Deferrable updates should be used for tasks that generally take only a few milliseconds to complete as a way to speed up the web response. By nature of being deferred, this means that failure is hidden from clients since the response has already been sent.

Examples of critical tasks that we don't run via deferred updates. Failure must be known to users, and more generally people should know how and when their action was completed, to then act further knowing that the change is completed. E.g. make further edits that depend on previous ones, possibly scripted or batched through some automation.

  • Database write that creates a page or saves an edit.
  • Create account, change password.
  • Explicit "send email" feature.

Examples of "urgent" tasks that we run via post-response deferred updates after saving an edit. These small transactions are expected to be reflected if the client looks for it afterward, but the result of these is not needed to render the response to the edit itself.

Examples of "non-urgent" tasks that we run via the job queue:

  • After saving an edit to a template, iterate through potentially millions of affected pages to re-parse and purge (known as "Refresh links" or LinksUpdate).
  • Periodically prune old rows from the recent changes table.
  • After uploading a photo, pre-render common thumbnail sizes.
  • After saving an edit to an article, send emails to the accounts that watch this page with email notifications enabled.

FallbackEdit

Deferrable updates can choose to implement the EnqueueableDataUpdate interface. Such updates can be automatically converted to a job as-needed. For example, if the update fails, MediaWiki will convert it to a job and queue it to try again later. There are also other situations in which we improve reliability or optimise throughput by proactively converting updates to jobs where possible.
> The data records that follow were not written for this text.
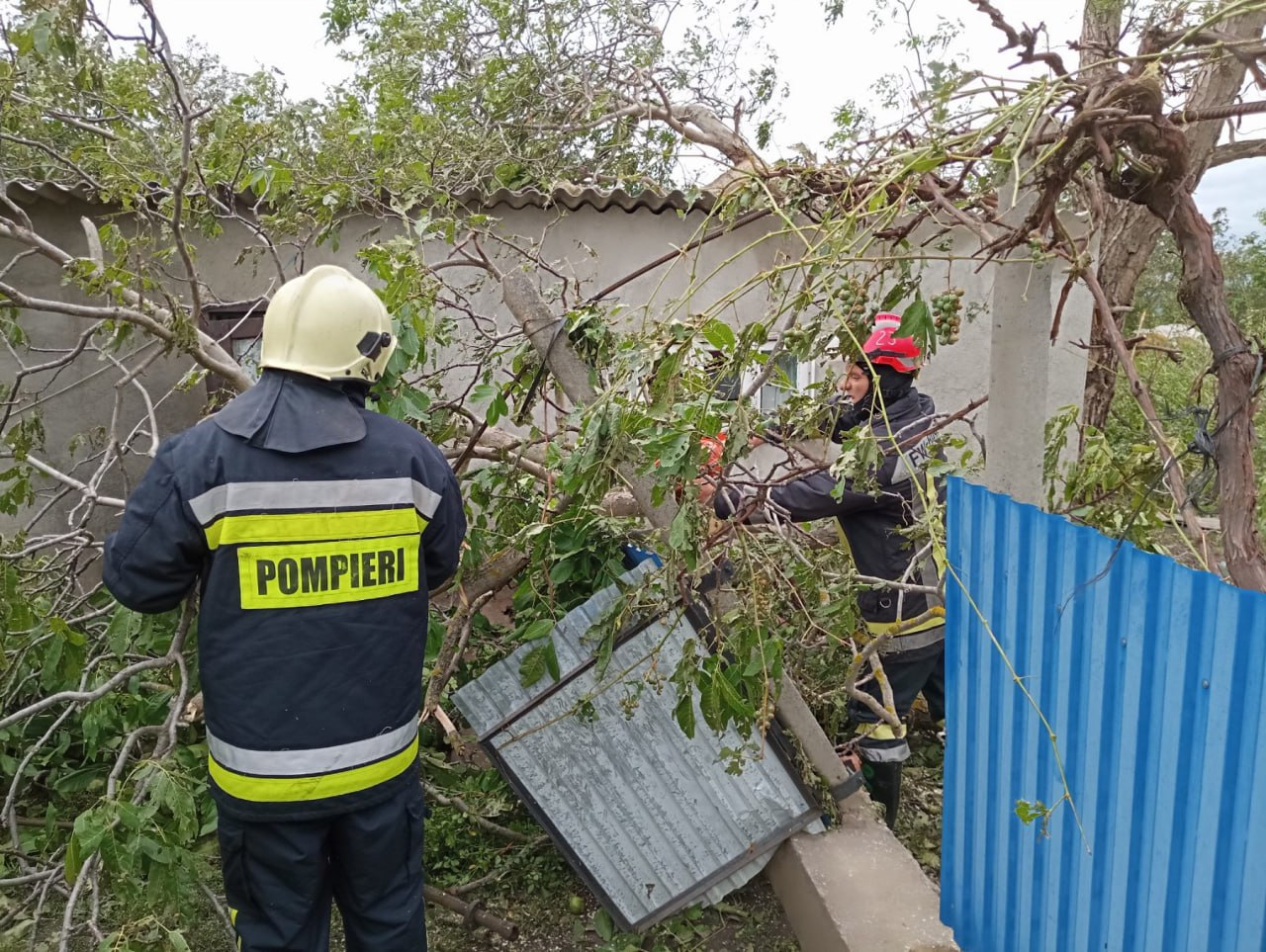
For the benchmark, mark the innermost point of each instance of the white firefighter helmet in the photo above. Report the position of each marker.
(328, 324)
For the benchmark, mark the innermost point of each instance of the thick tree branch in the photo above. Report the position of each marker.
(1235, 151)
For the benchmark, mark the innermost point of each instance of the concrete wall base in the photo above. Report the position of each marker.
(856, 889)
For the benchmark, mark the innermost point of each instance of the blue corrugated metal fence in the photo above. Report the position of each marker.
(1152, 679)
Since any MediaWiki code can queue deferred updates, it is also possible for a CLI maintenance script or job to implicitly built up a list of deferred updates. If these batch operations end up queuing a lot of updates, MediaWiki will proactively convert tasks to jobs where possible (handled by the DeferredUpdates class internally).

Use jobs if you need to save data in the context of a GET requestEdit

For scalability and performance reasons, MediaWiki developers should generally not perform database writes during page views or other GET requests. If this becomes difficult to avoid, check the Backend performance guidelines first and consider seeking advice from other developers or the Performance Team for how to approach the problem in a different way.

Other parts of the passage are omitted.